Stocks ended little changed on Friday, falling from
the record highs hit on Tuesday. Small-caps fell. The backtracking was caused
partly by a Federal Reserve announcement on Wednesday interpreted by investors
as inching up the small risk that the central bank will taper its bond-buying
stimulus next month.
Adding to such fears was economic data released on
Thursday (such as the Chicago Purchasing Managers index) that were stronger
than expected.
“Sometimes
in the market, good news is bad news,” says Andrew Ahrens, CEO of Ahrens
Investment Partners. A stronger economy should be good news for companies, but
the Fed’s easy-money policy has benefitted stocks enormously, and investors
fear the removal of the punch bowl. Ahrens believes that a December tapering
“isn’t in the cards, but if there is one, it would be an insignificant
amount.”
On the week, the Dow industrials rose 0.3%, or 45
points, to 15,615.55, but below the 15,680.35 record. The S&P 500 edged two
points, to 1761.64, down from a high of 1771.95. The NASDAQ fell 21 points or
0.5% to 3922.04.
While October was a good month for equities, what
might be worrisome, near term, is that small-caps, which have led this long
rally, underperformed significantly. The S&P 500’s total return last month
of 4.6% topped the 2.5% monthly return from the Russell 2000, which fell 2%
last week.
That’s not a particularly good sign for the short
term, says Leuthold Group CIO Douglas Ramsey.

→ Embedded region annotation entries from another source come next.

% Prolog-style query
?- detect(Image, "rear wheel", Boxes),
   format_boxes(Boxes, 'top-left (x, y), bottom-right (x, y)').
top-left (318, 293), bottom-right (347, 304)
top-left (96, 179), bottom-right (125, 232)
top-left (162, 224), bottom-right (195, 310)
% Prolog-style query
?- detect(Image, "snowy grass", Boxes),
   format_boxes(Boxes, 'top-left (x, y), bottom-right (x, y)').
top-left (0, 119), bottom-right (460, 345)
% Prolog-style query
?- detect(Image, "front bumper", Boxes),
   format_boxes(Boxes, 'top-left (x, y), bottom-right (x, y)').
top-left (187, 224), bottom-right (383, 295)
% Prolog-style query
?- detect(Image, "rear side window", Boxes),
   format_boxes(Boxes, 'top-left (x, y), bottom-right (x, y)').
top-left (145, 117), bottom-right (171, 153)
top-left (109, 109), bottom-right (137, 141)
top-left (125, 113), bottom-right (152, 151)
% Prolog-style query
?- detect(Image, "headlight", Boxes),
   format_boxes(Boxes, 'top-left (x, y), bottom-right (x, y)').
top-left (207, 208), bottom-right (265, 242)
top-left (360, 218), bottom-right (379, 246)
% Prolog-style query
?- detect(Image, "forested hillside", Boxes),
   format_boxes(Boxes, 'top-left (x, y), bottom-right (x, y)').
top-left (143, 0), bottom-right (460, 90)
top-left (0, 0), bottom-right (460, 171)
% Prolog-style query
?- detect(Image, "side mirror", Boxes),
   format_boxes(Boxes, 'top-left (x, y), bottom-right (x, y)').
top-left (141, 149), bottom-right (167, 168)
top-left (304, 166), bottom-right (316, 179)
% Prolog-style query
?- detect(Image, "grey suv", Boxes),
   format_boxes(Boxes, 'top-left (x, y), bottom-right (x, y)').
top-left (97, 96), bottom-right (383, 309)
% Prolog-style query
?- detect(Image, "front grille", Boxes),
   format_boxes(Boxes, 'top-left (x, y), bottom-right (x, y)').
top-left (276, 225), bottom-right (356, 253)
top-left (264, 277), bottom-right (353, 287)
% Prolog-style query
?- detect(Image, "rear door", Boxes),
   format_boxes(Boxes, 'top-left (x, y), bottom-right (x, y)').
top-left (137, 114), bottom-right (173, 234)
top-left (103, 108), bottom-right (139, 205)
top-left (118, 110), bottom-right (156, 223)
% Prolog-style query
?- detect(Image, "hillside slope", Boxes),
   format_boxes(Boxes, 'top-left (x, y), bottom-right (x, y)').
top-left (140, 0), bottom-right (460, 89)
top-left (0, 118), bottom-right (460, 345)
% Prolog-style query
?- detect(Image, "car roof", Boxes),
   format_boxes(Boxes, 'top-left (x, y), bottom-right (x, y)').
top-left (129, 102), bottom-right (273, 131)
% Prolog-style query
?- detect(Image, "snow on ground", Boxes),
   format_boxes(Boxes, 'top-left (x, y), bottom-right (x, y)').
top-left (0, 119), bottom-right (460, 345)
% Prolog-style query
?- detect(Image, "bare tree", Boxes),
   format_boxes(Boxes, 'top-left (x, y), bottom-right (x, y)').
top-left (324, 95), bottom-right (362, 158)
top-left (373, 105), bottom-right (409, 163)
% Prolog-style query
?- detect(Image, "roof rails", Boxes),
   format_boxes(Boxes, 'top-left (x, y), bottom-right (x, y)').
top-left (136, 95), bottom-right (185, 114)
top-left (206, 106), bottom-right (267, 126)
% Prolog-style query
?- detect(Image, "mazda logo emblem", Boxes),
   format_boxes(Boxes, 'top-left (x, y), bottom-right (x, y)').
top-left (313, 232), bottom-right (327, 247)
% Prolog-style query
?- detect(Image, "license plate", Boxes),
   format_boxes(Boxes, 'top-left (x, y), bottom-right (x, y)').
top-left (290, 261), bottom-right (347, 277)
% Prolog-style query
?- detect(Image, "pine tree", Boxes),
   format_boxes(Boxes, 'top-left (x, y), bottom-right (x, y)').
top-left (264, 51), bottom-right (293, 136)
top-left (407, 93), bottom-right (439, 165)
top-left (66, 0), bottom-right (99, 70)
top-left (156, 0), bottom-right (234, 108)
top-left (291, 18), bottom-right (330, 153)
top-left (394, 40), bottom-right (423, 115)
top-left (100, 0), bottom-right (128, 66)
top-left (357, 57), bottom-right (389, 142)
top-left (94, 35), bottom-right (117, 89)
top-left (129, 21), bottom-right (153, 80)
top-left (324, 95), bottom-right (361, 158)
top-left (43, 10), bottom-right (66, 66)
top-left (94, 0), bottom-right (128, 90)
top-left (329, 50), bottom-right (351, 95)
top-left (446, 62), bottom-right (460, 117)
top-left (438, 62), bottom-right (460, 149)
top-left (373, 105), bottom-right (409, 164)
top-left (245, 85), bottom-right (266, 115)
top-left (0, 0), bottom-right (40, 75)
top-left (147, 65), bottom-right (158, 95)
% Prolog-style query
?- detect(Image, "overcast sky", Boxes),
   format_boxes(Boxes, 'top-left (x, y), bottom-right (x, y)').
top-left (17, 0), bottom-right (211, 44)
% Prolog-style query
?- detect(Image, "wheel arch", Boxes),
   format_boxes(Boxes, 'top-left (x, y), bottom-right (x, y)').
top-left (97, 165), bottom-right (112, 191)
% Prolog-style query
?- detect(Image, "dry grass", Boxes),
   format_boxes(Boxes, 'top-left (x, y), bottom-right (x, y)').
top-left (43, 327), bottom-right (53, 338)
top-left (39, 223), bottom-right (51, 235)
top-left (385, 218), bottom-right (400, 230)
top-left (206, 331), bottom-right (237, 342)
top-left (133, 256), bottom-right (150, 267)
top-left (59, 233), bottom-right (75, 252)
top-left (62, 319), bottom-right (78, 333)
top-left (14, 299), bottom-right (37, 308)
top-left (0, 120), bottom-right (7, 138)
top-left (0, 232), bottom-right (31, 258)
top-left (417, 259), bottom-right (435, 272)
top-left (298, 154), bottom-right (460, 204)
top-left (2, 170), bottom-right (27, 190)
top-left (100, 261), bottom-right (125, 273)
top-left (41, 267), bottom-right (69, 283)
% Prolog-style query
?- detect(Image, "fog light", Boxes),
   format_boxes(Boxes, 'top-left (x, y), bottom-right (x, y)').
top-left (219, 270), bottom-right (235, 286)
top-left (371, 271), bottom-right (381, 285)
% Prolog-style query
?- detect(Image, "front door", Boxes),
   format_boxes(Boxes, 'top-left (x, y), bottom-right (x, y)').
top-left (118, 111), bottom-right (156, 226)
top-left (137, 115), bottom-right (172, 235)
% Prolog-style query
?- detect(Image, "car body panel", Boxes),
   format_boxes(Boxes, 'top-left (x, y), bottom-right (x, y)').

Market volatility and sentiment
measures, like put/call ratios, suggest a sharp jump in volatility and a
downward lurch in stock prices this month, adds the CIO, who’s shorting
the iShares Russell 2000 exchange-traded
fund (ticker: IWM).
Perhaps the only thing that dents our conviction in
a near-term downdraft is that everyone seems to think that the market is due
for a drop. Momentum is stronger than sentiment—until it’s not (Source: Barrons Online).